Hover over any badge to see the current period value, the previous period value, and the pound difference alongside the percentage. Useful for spotting fee creep or a revenue dip before it becomes material.

Revenue Ratio mode

Revenue Ratio mode shows each line as a percentage of total net revenue for the period. If your net sales were £10,000 and FBA fees totalled £1,800, the FBA fees row shows 18%. This makes cost-structure comparisons across periods or marketplaces intuitive — you're looking at proportions, not absolutes, so scale differences don't distort the picture.

When revenue is zero (no settlements in the period), ratio values display as 0% or a dash rather than an error.

Only one percentage mode can be active at a time — switching to Growth Trend hides Revenue Ratio values, and vice versa. Switching back to Default removes both percentage overlays. The selected mode persists as you move between the Summary and VAT Audit tabs.

When to use each mode

ModeBest for
Default (amounts only)Month-end reconciliation, Xero cross-checking, providing raw figures to your accountant.
Growth TrendSpotting whether revenue is growing or declining period-on-period; identifying fee categories that are increasing faster than sales.
Revenue RatioUnderstanding what proportion of revenue each cost consumes; comparing cost structure across quarters or against benchmarks.

Selecting your date range

Both analytics pages default to the current calendar month. Use the date picker to choose any custom range — UK VAT quarters are typically January–March, April–June, July–September, October–December, though your quarter start may differ if HMRC granted a non-standard quarter.

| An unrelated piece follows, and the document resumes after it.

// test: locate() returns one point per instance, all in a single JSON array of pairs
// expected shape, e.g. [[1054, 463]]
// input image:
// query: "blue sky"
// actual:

Dates are matched against each settlement's end date (when Amazon closed the disbursement period), not the deposit date. A settlement whose period ended on 30 June is included in a June query even if the deposit didn't clear until 2 July. This matches how TrueBooks dates Xero invoices, so the analytics and Xero agree on which period a settlement belongs to.

Exporting

Both the VAT Audit and financial summary have a Download CSV button. The CSV contains one row per category per tax rate, with the same gross/tax/net columns as the on-screen view. It's formatted for straightforward import into a spreadsheet or attachment to an accountant email — no reformatting required.